The difficulty in this matter arises from the fact that we can describe the divine knowledge only after the manner of our own, at the same time pointing out the temporal differences. For example, if we were to describe God’s knowledge as it is, we should have to say that God knows that this is, rather than that it will be; for to Him every thing is present and nothing is future. For this reason, Boethius says that His knowledge of future things "is more properly called providence than foresight," since He sees them all, as it were, from a great distance, in the mirror of eternity. However, it might also be called fore sight because of its relation to other things in whose regard what He knows is future.

Answers to Difficulties:

Although a contingent is not determined as long as it is future, yet, as soon as it is produced in the realm of nature, it has a determinate truth. It is in this way that the gaze of divine knowledge is brought upon it.

2. As was said, a contingent is referred to divine knowledge ac cording to its act of existence in the realm of nature. Moreover, from the moment that it is, it cannot not be when it is; for, "what is must be when it is," as is said in Interpretation. It does not follow, however, that it is necessary without any qualification or that God’s knowledge is defective —just as my sense of sight is not deceived when I see that Socrates is sitting, although this fact is contingent.

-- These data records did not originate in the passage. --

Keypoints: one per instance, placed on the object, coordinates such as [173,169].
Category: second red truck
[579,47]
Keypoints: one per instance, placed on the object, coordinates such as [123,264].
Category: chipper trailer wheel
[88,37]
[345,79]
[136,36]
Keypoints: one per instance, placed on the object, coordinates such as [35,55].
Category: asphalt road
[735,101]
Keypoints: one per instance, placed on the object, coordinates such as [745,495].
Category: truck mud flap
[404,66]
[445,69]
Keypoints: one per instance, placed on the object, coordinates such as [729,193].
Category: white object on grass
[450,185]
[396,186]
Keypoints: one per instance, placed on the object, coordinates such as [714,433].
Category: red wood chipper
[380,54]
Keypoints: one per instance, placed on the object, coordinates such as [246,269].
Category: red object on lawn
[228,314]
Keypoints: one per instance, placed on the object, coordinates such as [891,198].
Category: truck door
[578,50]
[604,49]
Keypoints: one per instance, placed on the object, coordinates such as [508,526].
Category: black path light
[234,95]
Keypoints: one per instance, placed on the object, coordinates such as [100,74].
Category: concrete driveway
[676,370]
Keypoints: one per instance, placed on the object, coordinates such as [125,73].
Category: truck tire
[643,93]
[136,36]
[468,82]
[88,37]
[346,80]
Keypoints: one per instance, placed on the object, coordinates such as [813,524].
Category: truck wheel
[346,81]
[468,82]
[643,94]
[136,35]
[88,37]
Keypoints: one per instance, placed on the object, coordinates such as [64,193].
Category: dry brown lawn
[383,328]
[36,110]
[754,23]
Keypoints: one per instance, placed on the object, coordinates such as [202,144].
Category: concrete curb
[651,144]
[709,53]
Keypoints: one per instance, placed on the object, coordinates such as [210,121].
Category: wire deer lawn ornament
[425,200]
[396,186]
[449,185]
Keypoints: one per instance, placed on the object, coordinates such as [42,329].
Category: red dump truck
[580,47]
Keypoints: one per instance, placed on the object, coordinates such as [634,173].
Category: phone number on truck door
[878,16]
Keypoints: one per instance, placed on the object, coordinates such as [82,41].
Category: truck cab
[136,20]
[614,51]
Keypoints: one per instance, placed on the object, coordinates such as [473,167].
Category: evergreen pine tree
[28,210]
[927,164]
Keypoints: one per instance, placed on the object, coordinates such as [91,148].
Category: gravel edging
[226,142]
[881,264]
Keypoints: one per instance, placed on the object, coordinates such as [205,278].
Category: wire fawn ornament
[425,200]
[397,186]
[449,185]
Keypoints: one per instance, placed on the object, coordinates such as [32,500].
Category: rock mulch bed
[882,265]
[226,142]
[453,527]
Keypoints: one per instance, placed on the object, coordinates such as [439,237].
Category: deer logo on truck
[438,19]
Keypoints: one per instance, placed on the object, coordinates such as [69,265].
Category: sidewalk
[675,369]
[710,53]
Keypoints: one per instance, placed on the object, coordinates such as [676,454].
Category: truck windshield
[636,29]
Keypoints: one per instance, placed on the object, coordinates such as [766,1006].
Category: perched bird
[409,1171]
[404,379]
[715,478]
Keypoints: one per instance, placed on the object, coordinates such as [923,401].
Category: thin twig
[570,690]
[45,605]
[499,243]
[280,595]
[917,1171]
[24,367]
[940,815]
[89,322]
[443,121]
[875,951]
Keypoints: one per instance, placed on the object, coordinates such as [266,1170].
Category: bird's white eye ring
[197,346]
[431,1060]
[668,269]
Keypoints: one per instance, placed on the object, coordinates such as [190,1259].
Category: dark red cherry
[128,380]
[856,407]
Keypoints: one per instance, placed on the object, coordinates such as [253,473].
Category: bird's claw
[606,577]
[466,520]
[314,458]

3. A contingent is said to be necessary in so far as God knows it, because He knows it, not as something already present. Nevertheless, no necessity arises from the fact that it is going to be, so that one could say that it comes about necessarily; for event applies to something which is to be, because what already is cannot eventuate. But that it has happened is true, and this is necessary.

4. The necessity referred w in the statement, "Whatever is known by God is necessary," can concern either the manner of speaking or the thing spoken about. If the necessity is applied to the manner of speaking, then the proposition is composite and true. Its meaning will be as follows: It is necessary that whatever is known by God exists, since it is not possible that God would know something to be and it would not be. If the necessity is applied to the thing spoken about, then the proposition is divided and false. Its meaning will be as follows: What is known by God must necessarily exist. But, as is clear from what has been said, things do not happen necessarily simply because God knows them.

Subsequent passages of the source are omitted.